X0_train = torch.from_numpy(X_train[X_train['gender_Female'] == 0.0].values).to(torch.float32)
X0_test = torch.from_numpy(X_test[X_test['gender_Female'] == 0.0].values).to(torch.float32)
X0_train.to(device)
X0_test.to(device) 

tensor([[-1.6302, -1.2216, -0.1467,  ...,  0.0000,  0.0000,  0.0000],
        [-0.6467,  0.3453, -0.1467,  ...,  0.0000,  0.0000,  0.0000],
        [ 0.4125, -0.4381, -0.1467,  ...,  0.0000,  0.0000,  0.0000],
        ...,
        [ 1.0934,  1.1288, -0.1467,  ...,  0.0000,  0.0000,  0.0000],
        [ 1.5473, -2.0050, -0.1467,  ...,  0.0000,  0.0000,  0.0000],
        [-1.4789, -0.0464, -0.1467,  ...,  0.0000,  0.0000,  0.0000]])

# Dataset and Dataloader

In [58]:
class CustomDataset(Dataset):
    def __init__(self, data):
        self.data = data

    def __len__(self):
        return self.data.shape[0]

    def __getitem__(self,idx):
        return self.data[idx]

In [59]:
X1_trainset = CustomDataset(X1_train)
X1_testset = CustomDataset(X1_test)

X1_trainloader = DataLoader(X1_trainset, batch_size=128, shuffle=True)
X1_testloader = DataLoader(X1_testset, batch_size=128)

In [60]:
X0_trainset = CustomDataset(X0_train)
X0_testset = CustomDataset(X0_test)

X0_trainloader = DataLoader(X0_trainset, batch_size=128, shuffle=True)
X0_testloader = DataLoader(X0_testset, batch_size=128)

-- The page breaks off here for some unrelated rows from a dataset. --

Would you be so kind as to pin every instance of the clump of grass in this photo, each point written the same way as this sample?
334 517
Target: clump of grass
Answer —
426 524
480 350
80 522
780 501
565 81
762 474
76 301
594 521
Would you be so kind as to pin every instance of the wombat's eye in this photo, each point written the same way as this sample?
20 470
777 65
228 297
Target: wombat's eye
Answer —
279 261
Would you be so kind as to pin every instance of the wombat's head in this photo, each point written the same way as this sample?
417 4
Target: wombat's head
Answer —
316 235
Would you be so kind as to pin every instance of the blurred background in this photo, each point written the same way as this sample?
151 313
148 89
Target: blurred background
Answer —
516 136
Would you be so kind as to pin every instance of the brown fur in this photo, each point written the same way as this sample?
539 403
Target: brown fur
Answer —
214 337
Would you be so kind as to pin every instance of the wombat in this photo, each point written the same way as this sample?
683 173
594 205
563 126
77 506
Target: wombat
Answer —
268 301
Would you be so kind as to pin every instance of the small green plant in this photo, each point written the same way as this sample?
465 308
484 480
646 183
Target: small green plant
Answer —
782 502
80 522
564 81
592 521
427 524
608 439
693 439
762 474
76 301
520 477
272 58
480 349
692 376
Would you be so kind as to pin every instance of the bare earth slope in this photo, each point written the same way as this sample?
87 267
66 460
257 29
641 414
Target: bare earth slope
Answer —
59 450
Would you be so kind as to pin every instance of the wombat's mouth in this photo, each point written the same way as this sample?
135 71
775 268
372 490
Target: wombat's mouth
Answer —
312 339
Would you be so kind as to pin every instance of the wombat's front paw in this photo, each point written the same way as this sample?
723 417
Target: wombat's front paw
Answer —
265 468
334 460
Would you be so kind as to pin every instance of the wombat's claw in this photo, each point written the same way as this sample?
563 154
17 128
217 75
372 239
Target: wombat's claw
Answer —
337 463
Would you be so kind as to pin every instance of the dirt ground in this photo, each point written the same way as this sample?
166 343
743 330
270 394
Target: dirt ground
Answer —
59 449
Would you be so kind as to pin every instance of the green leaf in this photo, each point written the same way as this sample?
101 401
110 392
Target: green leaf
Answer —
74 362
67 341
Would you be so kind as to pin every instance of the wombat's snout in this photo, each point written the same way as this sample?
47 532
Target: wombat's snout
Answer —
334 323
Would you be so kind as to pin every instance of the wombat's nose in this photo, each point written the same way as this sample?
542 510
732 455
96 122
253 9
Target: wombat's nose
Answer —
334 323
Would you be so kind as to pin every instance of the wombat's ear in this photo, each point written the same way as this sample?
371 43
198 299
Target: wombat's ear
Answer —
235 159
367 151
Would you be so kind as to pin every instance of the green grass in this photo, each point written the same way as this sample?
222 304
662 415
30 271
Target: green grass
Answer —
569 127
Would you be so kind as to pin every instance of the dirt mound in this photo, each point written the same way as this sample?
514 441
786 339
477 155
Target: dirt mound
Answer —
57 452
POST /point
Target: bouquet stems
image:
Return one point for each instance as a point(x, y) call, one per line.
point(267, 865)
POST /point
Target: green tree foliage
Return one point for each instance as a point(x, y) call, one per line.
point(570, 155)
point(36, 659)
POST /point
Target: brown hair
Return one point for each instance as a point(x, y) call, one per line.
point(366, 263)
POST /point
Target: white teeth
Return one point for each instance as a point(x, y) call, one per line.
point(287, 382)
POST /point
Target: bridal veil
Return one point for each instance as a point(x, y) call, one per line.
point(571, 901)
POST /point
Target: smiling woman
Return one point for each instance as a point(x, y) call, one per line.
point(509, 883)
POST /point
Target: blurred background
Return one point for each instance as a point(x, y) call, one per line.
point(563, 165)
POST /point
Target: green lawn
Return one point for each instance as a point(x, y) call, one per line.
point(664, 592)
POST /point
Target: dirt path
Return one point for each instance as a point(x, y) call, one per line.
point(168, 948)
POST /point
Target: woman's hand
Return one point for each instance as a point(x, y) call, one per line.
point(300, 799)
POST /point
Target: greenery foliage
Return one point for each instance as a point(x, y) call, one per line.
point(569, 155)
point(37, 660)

# Loss function and train-test loops

The _new_ loss function is a mix of **BCE_Loss** and **MSE_loss** for the reconstruction part of the VAE loss function. Since some variables are continuous and the rest are categorical, it was only logical to separate the loss function into these two parts. Some additional considerations:

1. The auditor needs to know what is the index after which the categorical variables start
2. At the output of the VAE, a sigmoid function should be applied to compress real numbers to the interval (0, 1) for categorical (one-hot encoded) features

In [61]:
def loss_function(x, x_hat, mean, log_var, cat_index):
    bce_loss = F.binary_cross_entropy(torch.Sigmoid(x_hat[cat_index:]), x[cat_index:], reduction='none').mean(0).sum()
    mse_loss = F.mse_loss(x_hat[:cat_index], x[:cat_index], reduction='none').mean(0).sum()
    reconstruction_loss = mse_loss + bce_loss
    kl_divergence = -0.5 * torch.sum(1 + log_var - mean**2 - log_var.exp())
    return reconstruction_loss + kl_divergence

In [62]:
def train(model, optimizer, train_loader):
    model.train()
    train_loss = 0
    for x in train_loader:
        optimizer.zero_grad()
        x_hat, mean, log_var = model(x)
        loss = loss_function(x, x_hat, mean, log_var, 4)
        loss.backward()
        train_loss += loss.item()
        optimizer.step()
    return train_loss / len(train_loader.dataset)

In [63]:
def test(model, test_loader):
    model.test()
    test_loss = 0
    with torch.no_grad():
        for x in test_loader:
            x_hat, mean, log_var = model(x)
            loss = loss_function(x, x_hat, mean, log_var, 4)
            test_loss += loss.item()
    return test_loss / len(test_loader.dataset)

# Initializing the VAE(s)

In [64]:
vae0 = VAE(102, 256, 16).to(device)
optimizer0 = torch.optim.AdamW(vae0.parameters(), lr=0.001)

In [65]:
vae1 = VAE(102, 256, 16).to(device)
optimizer1 = torch.optim.AdamW(vae1.parameters(), lr=0.001)

# Training the VAEs

In [19]:
for epoch in range(1,10):
    train_loss = train(vae0, optimizer0, X0_trainloader)
    test_loss = test(vae0, X0_testloader)

    print(train_loss, test_loss)

torch.Size([128, 102])


RuntimeError: mat1 and mat2 must have the same dtype